What follows is pretty complicated—there’s an archangel and a demon, a marriage and several murders, a journey, a debt repaid, and recovered vision. Along the way, Tobit also recovers his fundamental trust in God—despite the disappointments and adversity—and his faithfulness is rewarded abundantly. In a Job-like way, Tobit’s story calls us to live lives abandoned to the Lord, come what may. God is God; we’re not. We can’t possibly see things the way He sees them, so no matter the difficulty or setback, we’re reminded to keep banking on Him and hoping in His love. “Blessed be God who lives forever,” Tobit prays after his reversal of fortune. “For he afflicts and shows mercy, casts down to the depths of Hades, brings up from the great abyss” (13.2).
|The Healing of Tobit, Bernardo Strozzi (ca. 1625)|
What’s particularly striking about Raphael’s actions, however, and what sets them apart from God’s restorative actions in the Book of Job, is the way Tobit’s author weaved them together in the narrative with the very travails that beset all the key players in the first place.

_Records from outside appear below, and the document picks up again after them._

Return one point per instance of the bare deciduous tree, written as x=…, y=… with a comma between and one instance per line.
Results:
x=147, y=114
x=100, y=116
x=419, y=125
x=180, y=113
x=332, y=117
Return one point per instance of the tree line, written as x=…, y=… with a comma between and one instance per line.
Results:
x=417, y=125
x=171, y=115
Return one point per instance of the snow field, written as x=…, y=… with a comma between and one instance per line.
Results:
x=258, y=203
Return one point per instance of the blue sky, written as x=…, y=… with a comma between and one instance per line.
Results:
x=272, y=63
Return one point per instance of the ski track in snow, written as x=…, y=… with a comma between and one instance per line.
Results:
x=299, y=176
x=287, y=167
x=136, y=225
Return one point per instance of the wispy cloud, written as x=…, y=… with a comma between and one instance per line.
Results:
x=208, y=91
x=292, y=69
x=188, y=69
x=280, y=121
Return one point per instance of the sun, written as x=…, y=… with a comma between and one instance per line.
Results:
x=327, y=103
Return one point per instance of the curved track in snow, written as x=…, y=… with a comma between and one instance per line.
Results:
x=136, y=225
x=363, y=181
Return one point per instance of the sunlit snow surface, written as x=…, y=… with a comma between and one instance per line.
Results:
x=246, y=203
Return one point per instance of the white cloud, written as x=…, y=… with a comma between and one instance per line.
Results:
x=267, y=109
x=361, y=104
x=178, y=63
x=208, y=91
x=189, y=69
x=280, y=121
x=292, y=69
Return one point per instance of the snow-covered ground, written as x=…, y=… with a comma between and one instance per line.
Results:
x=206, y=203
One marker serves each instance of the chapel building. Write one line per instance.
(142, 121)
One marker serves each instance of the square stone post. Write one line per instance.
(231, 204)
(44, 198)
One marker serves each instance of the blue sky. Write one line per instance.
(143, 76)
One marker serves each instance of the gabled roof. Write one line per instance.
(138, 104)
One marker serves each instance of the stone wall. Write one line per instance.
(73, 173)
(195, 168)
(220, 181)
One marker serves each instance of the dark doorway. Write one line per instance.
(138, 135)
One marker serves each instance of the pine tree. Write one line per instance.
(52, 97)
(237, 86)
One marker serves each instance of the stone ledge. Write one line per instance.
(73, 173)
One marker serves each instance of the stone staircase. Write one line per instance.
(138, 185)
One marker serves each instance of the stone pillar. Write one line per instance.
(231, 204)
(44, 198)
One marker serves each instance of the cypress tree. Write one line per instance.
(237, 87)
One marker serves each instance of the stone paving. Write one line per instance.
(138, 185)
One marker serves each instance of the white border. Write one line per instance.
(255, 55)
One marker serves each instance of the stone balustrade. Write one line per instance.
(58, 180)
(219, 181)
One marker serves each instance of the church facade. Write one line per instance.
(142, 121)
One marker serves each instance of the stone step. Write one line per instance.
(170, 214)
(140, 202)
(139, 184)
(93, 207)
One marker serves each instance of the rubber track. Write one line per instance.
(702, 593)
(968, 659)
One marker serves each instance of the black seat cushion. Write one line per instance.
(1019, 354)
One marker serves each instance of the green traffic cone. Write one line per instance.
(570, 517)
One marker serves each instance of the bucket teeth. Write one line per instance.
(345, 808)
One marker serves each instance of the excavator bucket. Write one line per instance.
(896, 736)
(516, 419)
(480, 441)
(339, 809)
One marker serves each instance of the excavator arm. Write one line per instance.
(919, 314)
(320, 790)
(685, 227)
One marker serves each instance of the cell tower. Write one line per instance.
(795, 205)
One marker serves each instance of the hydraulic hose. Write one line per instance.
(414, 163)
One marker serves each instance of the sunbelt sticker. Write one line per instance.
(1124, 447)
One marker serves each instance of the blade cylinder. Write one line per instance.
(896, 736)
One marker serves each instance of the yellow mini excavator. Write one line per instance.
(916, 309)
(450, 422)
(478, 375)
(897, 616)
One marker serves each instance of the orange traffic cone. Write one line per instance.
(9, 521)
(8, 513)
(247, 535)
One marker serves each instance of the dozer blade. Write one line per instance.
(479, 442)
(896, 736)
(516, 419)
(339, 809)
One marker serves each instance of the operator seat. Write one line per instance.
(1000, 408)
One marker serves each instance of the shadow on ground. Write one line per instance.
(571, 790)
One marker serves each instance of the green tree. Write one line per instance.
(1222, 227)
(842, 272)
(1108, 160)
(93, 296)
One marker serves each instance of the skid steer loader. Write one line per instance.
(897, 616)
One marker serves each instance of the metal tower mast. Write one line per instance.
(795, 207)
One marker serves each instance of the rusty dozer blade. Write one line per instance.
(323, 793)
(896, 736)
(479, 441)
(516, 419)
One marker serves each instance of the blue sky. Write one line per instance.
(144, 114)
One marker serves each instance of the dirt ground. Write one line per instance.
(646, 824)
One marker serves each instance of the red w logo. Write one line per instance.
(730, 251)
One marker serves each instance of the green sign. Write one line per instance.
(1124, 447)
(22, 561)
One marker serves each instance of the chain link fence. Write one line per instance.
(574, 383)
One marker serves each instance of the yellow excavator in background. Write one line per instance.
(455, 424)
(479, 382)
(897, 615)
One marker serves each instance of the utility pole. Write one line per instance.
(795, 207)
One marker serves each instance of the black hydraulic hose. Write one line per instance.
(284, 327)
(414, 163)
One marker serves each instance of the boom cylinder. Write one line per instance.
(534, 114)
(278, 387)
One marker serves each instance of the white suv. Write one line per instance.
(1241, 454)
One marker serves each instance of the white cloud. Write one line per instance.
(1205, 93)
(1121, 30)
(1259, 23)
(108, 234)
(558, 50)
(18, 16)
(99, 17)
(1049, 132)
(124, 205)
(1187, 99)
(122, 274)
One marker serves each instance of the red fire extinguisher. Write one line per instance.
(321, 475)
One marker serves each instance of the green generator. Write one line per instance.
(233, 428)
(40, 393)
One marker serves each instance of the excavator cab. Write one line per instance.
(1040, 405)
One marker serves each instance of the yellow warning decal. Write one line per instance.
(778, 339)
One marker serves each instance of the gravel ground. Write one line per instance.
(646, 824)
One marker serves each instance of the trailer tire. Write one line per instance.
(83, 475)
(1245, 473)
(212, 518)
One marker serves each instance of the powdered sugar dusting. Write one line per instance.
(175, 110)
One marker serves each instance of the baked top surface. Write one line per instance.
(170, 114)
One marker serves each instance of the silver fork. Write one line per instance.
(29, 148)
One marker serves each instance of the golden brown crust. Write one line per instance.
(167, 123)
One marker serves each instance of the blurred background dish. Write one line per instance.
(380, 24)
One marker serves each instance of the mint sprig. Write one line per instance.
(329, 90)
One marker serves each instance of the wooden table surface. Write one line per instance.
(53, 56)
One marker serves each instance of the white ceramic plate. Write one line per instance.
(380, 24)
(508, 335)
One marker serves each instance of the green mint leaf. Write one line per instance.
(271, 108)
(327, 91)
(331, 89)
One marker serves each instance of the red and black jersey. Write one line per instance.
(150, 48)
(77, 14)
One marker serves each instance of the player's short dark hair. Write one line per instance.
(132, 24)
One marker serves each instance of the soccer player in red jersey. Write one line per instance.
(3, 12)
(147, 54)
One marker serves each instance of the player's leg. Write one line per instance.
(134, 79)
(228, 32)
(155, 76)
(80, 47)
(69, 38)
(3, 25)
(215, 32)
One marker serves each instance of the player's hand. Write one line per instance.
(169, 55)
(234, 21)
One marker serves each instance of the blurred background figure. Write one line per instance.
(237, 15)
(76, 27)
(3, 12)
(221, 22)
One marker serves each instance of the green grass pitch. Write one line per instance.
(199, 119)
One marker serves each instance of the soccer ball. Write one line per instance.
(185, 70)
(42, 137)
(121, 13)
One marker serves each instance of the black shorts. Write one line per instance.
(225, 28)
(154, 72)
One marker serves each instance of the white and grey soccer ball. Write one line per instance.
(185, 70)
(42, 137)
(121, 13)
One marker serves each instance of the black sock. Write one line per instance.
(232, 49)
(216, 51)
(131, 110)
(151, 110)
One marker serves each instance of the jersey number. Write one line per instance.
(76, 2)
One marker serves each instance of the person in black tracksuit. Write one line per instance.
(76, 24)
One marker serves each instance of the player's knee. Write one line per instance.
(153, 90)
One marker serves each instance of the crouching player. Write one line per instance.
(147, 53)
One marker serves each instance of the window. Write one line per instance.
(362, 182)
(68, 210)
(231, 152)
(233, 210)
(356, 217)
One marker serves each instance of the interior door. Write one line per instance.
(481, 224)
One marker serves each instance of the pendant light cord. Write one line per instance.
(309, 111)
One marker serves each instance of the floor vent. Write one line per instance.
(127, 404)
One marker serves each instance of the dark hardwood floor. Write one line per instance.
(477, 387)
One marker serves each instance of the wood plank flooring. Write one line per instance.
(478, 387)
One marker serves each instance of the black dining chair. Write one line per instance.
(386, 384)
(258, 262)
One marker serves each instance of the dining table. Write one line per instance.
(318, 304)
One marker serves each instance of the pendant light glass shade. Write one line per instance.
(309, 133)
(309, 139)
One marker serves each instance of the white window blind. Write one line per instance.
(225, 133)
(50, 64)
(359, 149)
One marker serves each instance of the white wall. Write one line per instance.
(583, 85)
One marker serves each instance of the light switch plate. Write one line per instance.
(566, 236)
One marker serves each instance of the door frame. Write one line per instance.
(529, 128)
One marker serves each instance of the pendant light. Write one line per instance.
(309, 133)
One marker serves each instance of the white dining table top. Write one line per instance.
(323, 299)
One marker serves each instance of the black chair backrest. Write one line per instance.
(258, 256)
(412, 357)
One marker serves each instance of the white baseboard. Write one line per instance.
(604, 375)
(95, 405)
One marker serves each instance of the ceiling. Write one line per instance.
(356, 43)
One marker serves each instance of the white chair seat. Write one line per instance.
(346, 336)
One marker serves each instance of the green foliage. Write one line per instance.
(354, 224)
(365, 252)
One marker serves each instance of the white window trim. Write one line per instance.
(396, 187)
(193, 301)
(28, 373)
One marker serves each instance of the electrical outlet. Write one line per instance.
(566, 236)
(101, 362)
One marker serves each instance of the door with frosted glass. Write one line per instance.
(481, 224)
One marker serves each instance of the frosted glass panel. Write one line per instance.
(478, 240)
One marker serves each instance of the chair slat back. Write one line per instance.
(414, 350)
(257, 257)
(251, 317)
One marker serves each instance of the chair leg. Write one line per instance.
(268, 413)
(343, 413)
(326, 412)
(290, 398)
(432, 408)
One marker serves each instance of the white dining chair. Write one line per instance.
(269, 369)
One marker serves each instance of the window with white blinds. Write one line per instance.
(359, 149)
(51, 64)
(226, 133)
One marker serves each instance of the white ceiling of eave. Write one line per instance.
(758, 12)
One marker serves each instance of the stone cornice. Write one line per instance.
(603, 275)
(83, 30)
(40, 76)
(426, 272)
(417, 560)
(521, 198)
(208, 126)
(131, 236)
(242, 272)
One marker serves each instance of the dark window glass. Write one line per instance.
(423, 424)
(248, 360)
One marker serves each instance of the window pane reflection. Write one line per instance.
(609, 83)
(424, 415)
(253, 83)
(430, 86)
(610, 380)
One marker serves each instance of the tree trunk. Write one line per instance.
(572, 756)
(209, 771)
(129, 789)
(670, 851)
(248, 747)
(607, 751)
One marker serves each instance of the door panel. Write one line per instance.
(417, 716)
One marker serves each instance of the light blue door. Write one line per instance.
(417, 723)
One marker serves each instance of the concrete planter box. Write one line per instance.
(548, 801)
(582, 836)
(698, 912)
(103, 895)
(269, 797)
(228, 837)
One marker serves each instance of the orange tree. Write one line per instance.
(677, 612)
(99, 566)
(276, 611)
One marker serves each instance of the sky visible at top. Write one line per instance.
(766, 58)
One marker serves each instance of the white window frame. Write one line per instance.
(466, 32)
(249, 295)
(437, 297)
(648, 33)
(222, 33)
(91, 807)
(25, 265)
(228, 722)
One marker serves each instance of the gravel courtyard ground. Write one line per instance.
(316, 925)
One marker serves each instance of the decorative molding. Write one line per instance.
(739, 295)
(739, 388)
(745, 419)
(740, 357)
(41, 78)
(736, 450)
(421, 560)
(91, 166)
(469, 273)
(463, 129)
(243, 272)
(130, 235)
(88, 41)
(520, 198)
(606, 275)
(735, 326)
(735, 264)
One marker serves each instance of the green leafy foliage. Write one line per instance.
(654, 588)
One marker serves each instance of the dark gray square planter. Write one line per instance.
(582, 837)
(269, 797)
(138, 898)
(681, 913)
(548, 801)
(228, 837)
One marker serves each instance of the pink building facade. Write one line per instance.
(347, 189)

Bird droppings and blindness for instance? All part of God’s plan to match up Tobit’s son, Tobias, with Sarah of Media. And when a fish attacks Tobias on his way to Media? It’s a propitious opportunity for Tobias to acquire the very balm that will heal his father’s sight.
|Raphael Taking Leave of the Tobit Family, Rembrandt (1637)|
Providence seems to work that way often. We see obstacles; God sees opportunities. And often our stubbornness is such that He is forced to resort to those maddening obstacles to divert us from our ruts of pettiness and sloth and greed and pride.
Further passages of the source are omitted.